For Steffen Pörner, Managing Director of the NRW Banking Association based on Düsseldorf’s Königsallee, fintechs are innovation drivers. “But they will not replace the classic banks.” Rather, both sides could work well together and benefit from each other. Numerous banks are already keen to cooperate with fintechs because they can implement innovations more quickly. Sometimes there are also takeovers in order to bring the know-how in-house, for example in programming.
At the same time, Pörner emphasizes that the banking center of NRW is still one of the strongest in a nationwide comparison. “We alone have 70 members of the private banks, 33 of which have foreign parent companies.” This also speaks for the internationality of the location. According to Pörner, the private institutes account for 90 percent of export financing in NRW and employ around 24,000 people here. There are also the cooperative banks, which have a similar number of employees, and the NRW savings banks (see chart). As Pörner emphasizes, with around 755,000 companies, NRW remains an important market in which some major banks generate up to a quarter of their German corporate customer business.
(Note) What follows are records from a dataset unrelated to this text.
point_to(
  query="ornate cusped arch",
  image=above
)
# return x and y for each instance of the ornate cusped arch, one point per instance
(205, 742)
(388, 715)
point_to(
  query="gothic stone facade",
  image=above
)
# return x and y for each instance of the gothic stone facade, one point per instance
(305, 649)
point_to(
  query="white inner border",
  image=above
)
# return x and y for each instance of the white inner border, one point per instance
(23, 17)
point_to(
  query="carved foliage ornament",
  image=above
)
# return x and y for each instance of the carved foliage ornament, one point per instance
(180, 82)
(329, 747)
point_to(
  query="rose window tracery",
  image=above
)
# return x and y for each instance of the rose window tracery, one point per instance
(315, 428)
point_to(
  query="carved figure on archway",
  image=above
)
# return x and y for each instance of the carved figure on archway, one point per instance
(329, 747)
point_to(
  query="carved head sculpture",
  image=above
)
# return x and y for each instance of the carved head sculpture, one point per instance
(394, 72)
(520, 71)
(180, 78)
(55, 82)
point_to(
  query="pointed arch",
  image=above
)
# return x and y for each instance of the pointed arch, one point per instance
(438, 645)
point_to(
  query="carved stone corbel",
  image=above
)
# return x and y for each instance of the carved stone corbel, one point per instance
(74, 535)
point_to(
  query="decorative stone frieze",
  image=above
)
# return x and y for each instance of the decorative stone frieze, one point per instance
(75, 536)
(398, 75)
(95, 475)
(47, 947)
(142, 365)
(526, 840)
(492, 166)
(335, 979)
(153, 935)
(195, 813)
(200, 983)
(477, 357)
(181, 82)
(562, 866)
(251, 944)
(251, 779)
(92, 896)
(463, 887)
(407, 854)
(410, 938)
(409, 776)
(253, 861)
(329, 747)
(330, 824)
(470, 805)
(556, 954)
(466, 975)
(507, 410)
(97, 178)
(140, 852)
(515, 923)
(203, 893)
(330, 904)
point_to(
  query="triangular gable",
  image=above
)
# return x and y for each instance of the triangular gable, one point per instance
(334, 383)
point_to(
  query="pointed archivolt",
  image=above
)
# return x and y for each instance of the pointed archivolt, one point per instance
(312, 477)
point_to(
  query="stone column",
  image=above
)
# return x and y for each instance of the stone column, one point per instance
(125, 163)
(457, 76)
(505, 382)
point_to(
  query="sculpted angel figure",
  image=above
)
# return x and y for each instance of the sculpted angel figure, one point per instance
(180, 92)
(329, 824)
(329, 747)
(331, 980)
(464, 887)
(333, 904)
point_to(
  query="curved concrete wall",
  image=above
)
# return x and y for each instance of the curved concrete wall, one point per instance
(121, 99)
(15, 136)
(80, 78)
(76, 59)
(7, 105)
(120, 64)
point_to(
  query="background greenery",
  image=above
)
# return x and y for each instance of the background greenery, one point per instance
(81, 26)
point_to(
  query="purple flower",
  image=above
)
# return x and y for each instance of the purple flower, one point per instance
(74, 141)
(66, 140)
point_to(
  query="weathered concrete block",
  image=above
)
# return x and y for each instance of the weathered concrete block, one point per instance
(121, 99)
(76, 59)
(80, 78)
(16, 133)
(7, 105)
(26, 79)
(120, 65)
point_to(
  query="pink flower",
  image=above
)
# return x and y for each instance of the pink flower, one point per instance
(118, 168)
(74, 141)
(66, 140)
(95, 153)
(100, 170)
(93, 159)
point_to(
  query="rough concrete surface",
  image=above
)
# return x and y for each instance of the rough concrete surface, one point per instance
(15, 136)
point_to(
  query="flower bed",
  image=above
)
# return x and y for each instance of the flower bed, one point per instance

For Pörner, the really big competitors for the local financial markets are less the new fintechs. Rather, the real challenge is the so-called “GAFA” companies, as the European Union describes the US companies Google, Apple, Facebook and Amazon with their enormous capital and market power.
As far as fintechs are concerned, they have so far been more strongly represented in Berlin and Frankfurt/Main than in NRW, mainly because of the many start-ups in the capital. In NRW, however, these young companies would find the customers they need for their growth, which other locations would not offer, says Stefan Pörner from the banking association.
NRW is also a good business location for Daniel Maier, who comes from Bavaria. According to his own statements, his company Chartered Investment has so far launched products worth more than four billion euros for around 100 financial service providers. The company is now internationally active, in addition to the German branches in Frankfurt and Berlin, there are representative offices in Luxembourg and Singapore. A new subsidiary in the important financial center of Zurich is to further expand the business. The more than 30 employees include bankers, lawyers and IT specialists, six of whom, like Maier, have previously worked at WestLB. “So we are no longer a venture company,” says the entrepreneur. After the foundation, no further rounds of capital were necessary. “We were able to finance our growth ourselves.”